BAS Retrocommissioning Is Essential To Maximizing System Potential

  July 29, 2015

This quick read comes from James Piper, a contributing editor for Building Operating Management. Facility managers too often overlook the importance of retrocommissioning the BAS. Building automation systems are not install-and-forget systems. They require regular maintenance if they are to operate effectively. Even with good operating and maintenance practices, however, wear and tear take their toll on system components, from temperature sensors to valves and dampers. And while the HVAC equipment will most likely keep operating, it will not be operating at peak efficiency. If facility managers are to maximize the potential of the BAS, they must confirm that the information being gathered by the system is correct and accurate, and that all functions carried out by the system are carried out as intended.

The only way to confirm that things are as they should be is through retrocommissioning. Retrocommissioning, like its cousin, commissioning, verifies the readings of all sensors and the operation of all control devices in the system.

Start by interviewing the system operators. What problems are they aware of, and what has been attempted to correct them? The reading of every sensor in the system will have to be verified. All devices connected to the system must be cycled and witnessed to confirm they are being operated properly. Failing to do this will allow error creep to slowly rob the system of performance and reliability. How often retrocommissioning should be repeated depends on the complexity of the system; in general, it is recommended that retrocommissioning be conducted at least once every two years.

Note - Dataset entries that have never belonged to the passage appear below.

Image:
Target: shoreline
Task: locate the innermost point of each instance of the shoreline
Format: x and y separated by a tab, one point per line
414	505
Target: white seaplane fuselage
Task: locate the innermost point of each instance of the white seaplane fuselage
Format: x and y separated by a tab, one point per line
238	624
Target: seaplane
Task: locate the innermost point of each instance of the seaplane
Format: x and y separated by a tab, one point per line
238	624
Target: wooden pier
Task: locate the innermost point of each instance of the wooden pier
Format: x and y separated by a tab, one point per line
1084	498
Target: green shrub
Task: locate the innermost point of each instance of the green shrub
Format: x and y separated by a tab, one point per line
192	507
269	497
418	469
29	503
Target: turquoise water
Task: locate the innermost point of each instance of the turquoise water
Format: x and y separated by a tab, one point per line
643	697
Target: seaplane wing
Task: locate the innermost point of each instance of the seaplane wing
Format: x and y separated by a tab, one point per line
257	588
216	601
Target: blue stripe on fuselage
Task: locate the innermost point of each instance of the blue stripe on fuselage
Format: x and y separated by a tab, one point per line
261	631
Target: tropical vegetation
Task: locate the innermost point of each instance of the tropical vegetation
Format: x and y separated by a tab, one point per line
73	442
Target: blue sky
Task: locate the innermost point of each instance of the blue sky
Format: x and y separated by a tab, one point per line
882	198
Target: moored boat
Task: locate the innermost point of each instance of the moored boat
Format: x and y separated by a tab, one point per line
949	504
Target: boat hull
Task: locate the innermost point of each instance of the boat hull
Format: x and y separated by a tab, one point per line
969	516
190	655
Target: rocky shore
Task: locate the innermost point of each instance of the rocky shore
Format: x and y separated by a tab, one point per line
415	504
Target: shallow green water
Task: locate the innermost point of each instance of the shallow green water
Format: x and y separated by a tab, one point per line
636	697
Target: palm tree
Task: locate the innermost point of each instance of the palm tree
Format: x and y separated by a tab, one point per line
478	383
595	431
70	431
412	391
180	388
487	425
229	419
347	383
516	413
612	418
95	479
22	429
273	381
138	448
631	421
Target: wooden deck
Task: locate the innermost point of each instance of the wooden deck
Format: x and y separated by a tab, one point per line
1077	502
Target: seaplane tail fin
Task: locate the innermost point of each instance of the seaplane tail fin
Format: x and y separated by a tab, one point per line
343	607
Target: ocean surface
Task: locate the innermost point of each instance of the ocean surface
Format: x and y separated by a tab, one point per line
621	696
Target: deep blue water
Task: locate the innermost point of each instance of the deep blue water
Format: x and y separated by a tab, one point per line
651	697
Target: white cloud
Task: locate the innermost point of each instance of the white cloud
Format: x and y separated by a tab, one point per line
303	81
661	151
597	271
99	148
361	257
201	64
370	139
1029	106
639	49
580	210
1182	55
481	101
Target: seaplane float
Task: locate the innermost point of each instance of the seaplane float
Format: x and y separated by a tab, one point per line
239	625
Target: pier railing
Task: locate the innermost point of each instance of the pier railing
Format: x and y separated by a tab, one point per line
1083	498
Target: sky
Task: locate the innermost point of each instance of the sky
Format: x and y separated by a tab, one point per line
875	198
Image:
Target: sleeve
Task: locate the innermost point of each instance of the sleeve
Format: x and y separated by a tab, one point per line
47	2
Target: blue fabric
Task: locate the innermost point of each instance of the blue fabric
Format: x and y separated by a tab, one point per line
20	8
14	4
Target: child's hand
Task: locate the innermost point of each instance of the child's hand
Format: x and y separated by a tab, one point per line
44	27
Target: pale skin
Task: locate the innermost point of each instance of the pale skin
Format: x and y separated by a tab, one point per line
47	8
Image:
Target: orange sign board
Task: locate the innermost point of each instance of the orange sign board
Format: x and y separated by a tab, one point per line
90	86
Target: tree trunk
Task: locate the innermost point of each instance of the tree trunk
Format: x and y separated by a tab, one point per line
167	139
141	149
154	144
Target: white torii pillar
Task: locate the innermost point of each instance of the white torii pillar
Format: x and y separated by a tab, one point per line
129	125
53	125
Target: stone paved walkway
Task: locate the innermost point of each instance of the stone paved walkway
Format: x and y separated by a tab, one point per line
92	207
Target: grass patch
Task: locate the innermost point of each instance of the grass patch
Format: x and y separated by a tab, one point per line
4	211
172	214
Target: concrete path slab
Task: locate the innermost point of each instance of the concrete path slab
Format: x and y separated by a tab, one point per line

Retrocommissioning can also help to identify changes that have taken place within the facility but have not yet been addressed by the system. Facilities are always in a state of flux. Functions change. Occupancy changes. As a result, HVAC system needs change. To keep up with these changes, existing HVAC systems are modified or replaced. While the connections from those systems to the BAS should be updated at the time of the occupancy change, not all are. Retrocommissioning is one way to ensure that all systems and their interface with the BAS are current.